The Motley Fool Discussion Boards
Financial Planning / Tax Strategies
|Subject: Re: true?||Date: 7/5/2012 10:29 AM|
|Author: TMFPMarti||Number: 116397 of 123001|
Suppose that I am over 59.5, I have earned income and make an allowable contribution to my Roth. Moreover, the Roth has been in existence for over 5 years. Now, I can have make qualified distributions from Roth.
Let's ignore the contribution, which muddies the qualified distribution issue. Once you're 59 1/2 and it's more than 5 tax years since your first Roth contribution to any account, all disributions from any Roth account are qualified. For life.
OK. Now suppose that I make one of these contributions to my Roth. I use those funds to buy 100 shares of XYZ. But within a matter of months (or maybe 2 or 3 years), I sell the 100 shares of XYZ and have the proceeds sent to me. Wouldn't that count as a qualified distribution?
Yes, but again, all the who shot John about what you did within the Roth is totally irrelevant.

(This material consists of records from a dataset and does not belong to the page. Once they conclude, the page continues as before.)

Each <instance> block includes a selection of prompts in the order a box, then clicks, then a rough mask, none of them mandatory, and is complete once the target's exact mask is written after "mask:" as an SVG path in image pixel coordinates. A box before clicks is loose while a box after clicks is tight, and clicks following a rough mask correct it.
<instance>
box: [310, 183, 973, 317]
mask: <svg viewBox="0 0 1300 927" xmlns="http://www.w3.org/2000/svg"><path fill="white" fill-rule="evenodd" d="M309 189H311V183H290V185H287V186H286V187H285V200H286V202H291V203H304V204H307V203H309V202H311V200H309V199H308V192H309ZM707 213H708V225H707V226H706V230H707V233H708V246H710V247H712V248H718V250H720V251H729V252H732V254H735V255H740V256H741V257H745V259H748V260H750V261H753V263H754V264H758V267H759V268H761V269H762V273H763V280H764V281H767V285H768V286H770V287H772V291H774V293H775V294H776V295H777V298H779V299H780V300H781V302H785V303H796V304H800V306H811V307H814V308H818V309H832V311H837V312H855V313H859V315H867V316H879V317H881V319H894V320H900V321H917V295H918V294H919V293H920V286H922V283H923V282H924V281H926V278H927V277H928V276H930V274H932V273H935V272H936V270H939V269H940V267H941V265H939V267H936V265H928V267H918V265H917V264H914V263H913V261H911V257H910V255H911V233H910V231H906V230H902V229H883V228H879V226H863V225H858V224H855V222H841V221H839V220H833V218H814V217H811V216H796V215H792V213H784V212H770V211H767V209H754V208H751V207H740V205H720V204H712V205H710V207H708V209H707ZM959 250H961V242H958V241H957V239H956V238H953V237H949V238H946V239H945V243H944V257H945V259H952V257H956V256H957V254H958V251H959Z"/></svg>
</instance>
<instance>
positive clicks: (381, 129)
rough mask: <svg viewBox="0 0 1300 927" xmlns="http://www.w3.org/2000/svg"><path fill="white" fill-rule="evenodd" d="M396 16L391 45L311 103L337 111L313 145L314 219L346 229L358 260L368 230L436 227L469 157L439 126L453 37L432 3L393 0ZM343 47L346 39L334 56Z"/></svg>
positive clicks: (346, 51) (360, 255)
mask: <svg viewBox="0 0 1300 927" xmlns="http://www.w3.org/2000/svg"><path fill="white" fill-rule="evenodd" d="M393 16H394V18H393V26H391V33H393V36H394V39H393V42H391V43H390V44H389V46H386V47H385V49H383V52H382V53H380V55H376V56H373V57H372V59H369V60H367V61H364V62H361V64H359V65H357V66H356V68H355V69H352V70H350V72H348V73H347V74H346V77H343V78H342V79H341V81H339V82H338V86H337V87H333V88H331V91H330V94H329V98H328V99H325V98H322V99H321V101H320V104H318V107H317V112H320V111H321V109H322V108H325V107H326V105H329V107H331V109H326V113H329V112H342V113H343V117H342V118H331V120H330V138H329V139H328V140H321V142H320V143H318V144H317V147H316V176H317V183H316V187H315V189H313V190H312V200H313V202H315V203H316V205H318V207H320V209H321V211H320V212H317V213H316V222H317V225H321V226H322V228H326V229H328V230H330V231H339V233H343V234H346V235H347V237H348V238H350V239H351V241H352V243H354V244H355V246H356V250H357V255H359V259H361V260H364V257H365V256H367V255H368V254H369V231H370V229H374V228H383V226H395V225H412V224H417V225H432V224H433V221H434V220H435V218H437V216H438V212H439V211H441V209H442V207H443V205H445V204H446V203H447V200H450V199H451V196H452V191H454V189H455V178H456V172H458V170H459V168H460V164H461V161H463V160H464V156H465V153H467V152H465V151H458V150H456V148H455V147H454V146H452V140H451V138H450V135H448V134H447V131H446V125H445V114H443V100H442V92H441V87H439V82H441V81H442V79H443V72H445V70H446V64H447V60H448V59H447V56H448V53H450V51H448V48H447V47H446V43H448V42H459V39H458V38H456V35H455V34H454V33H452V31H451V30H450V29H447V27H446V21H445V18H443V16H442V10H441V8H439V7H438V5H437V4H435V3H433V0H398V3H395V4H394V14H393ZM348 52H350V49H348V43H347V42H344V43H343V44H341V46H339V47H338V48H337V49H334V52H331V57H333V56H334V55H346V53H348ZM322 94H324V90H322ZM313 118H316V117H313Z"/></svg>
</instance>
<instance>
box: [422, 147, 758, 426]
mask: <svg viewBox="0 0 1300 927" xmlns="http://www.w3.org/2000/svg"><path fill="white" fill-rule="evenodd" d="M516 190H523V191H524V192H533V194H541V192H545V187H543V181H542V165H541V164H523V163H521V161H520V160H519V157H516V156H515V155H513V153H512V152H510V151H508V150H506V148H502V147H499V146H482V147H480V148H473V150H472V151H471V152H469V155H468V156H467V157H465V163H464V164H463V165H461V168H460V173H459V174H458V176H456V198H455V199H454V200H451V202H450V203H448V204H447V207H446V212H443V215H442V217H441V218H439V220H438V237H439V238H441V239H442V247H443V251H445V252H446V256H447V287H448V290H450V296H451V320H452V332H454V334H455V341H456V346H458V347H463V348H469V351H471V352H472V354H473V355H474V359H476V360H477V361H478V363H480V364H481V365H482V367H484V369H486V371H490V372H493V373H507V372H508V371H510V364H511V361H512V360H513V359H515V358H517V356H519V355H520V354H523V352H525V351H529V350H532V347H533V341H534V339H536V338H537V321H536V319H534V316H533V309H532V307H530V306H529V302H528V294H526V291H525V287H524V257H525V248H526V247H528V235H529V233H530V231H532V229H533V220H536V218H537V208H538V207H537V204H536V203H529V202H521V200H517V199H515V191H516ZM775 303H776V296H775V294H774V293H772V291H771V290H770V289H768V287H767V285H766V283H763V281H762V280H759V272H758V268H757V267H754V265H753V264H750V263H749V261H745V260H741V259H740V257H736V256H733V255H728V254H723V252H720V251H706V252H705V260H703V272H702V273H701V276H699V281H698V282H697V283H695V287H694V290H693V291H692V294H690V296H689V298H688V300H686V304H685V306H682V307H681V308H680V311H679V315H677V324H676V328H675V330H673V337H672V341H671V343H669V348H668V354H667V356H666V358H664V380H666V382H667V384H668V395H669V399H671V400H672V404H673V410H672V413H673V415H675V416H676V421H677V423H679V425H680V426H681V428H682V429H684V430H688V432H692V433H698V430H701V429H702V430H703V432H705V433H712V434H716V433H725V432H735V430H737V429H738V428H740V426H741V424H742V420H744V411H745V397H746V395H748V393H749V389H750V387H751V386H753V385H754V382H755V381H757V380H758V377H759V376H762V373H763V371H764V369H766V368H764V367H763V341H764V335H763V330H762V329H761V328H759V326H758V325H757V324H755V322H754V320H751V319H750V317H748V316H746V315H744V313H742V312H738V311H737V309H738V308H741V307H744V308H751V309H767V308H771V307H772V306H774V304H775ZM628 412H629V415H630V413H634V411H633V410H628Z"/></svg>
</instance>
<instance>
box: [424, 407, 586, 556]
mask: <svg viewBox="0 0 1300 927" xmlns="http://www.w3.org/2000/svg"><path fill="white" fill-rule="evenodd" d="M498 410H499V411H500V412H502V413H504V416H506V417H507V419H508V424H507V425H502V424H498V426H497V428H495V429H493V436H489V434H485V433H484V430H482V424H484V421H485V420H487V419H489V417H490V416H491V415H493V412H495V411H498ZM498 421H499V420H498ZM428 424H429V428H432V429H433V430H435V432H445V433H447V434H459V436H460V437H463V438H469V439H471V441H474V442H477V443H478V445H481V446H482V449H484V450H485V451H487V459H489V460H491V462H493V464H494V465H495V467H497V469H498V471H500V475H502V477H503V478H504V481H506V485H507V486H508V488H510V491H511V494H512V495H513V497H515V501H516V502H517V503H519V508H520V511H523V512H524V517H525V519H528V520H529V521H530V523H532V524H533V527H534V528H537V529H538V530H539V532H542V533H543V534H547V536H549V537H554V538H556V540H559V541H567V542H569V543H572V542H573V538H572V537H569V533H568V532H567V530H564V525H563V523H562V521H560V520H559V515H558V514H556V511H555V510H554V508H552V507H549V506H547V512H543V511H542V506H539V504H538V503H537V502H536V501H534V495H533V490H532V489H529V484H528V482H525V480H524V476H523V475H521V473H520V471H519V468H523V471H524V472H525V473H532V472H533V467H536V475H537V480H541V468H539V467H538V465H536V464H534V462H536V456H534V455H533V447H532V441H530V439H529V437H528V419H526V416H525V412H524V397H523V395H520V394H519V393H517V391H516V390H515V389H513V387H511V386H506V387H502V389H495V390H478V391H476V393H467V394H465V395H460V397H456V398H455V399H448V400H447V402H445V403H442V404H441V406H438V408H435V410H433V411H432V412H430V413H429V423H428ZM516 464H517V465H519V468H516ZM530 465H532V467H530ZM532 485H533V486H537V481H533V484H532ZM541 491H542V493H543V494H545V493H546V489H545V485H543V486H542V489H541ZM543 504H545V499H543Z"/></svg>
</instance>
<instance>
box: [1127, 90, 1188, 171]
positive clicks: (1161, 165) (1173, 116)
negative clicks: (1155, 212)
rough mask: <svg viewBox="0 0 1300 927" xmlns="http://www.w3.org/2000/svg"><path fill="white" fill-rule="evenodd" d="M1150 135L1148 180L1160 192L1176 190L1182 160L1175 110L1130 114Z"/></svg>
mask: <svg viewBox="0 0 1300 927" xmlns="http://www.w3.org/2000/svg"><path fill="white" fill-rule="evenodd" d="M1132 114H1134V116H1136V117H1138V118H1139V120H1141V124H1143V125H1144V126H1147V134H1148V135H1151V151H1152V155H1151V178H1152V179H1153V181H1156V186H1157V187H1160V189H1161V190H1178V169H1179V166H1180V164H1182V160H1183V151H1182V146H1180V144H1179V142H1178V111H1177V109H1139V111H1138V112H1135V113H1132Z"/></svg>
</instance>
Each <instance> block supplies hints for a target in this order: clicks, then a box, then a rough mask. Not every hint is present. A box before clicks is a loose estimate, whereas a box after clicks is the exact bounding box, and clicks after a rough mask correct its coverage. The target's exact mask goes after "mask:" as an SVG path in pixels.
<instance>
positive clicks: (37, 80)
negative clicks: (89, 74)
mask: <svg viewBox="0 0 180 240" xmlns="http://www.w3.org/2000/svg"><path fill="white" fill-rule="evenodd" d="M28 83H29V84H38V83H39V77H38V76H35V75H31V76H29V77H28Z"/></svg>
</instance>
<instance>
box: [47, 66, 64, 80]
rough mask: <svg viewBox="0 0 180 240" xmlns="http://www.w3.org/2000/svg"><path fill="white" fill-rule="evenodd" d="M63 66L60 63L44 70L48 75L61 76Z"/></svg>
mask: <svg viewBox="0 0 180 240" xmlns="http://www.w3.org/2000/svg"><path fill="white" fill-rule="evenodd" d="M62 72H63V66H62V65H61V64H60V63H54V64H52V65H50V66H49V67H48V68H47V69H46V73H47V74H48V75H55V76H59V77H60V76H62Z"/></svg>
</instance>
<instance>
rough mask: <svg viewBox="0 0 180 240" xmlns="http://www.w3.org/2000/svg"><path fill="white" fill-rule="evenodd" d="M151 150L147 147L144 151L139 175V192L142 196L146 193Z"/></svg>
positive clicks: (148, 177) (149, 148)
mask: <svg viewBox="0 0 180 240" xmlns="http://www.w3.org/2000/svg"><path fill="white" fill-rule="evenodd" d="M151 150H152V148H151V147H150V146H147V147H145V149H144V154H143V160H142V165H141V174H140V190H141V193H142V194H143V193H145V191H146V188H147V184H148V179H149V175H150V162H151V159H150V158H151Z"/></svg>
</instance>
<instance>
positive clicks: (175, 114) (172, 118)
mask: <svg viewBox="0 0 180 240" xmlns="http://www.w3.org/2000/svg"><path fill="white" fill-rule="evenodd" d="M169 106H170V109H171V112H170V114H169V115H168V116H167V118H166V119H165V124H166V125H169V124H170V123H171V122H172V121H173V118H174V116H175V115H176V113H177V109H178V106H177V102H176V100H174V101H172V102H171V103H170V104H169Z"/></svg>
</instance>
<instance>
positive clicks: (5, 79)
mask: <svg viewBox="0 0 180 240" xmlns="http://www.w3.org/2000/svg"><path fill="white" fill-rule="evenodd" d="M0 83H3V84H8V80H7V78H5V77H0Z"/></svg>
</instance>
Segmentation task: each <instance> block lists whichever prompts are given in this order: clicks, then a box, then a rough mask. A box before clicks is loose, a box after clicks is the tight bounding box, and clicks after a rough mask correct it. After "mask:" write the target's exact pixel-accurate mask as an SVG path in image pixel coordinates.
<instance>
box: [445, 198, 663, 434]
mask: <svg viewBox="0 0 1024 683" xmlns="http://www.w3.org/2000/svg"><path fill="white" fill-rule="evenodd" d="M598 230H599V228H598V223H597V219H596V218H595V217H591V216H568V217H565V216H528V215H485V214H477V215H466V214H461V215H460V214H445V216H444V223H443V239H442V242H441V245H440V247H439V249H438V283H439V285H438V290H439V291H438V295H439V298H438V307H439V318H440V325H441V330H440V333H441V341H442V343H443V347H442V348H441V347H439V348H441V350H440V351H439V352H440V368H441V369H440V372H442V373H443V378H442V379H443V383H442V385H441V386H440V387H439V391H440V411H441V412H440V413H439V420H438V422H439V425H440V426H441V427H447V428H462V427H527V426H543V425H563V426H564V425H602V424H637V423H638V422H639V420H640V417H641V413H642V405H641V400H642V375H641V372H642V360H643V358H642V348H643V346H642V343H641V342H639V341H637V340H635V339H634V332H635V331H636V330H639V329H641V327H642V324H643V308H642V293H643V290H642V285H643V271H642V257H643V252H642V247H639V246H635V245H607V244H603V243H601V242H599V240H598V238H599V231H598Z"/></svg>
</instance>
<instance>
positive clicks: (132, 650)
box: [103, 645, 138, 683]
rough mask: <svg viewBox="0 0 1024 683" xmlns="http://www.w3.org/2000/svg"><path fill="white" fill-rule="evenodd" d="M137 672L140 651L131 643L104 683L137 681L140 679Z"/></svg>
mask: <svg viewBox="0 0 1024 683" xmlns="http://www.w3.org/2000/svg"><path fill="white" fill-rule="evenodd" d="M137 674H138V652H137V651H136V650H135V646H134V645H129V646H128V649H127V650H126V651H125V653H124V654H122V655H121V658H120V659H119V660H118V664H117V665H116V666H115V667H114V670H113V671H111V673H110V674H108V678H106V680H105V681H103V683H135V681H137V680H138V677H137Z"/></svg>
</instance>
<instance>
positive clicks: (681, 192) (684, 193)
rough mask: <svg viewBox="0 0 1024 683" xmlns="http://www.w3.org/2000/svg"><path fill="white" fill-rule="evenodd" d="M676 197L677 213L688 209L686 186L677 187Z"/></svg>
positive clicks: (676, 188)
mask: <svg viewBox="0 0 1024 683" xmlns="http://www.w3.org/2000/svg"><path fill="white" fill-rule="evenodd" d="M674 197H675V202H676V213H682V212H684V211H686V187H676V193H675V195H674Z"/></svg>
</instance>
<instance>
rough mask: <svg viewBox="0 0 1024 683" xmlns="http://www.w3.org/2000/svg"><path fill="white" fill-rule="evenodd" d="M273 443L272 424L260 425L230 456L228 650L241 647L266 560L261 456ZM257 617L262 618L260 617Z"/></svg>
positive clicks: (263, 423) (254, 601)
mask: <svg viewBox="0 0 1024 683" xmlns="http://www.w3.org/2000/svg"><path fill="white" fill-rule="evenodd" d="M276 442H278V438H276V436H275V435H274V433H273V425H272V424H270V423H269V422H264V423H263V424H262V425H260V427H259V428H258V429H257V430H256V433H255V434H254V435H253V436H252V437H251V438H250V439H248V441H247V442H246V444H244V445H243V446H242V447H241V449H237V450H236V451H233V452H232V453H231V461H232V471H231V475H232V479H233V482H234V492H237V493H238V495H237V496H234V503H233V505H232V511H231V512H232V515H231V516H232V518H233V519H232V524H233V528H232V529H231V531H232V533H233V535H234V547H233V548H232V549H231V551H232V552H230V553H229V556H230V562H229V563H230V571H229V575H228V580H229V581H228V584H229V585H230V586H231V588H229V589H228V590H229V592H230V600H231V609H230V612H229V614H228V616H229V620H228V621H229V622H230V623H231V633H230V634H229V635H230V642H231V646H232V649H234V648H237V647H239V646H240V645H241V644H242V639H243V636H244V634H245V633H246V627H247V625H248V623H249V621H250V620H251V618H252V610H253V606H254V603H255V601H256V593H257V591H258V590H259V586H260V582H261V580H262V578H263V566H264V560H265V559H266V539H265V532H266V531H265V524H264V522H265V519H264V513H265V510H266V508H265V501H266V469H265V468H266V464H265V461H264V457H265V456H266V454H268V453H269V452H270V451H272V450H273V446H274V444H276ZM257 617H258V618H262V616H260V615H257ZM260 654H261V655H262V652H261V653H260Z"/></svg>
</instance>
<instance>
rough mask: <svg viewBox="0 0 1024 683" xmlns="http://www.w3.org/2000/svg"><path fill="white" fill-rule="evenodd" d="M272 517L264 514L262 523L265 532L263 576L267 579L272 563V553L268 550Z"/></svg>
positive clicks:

Here's my personal money laundering experience from a couple of years ago. At the time I was over 59 1/2 and my Roth was more than 5 years old. Since I was not covered by a retirement plan at work, traditional IRA contributions were deductible at any income level. After I prepared my 2009 return in March 2010 I found, to my distress, that I was $5,900 and change over the top of the 15% bracket. I noted that I had--just barely--$6,000 of earned income for 2009. I had $6,000 in my savings account, but I was going to need it during the year. So...
Monday: Did an electronic $6,000 2009 contribution from my savings account to my traditional IRA.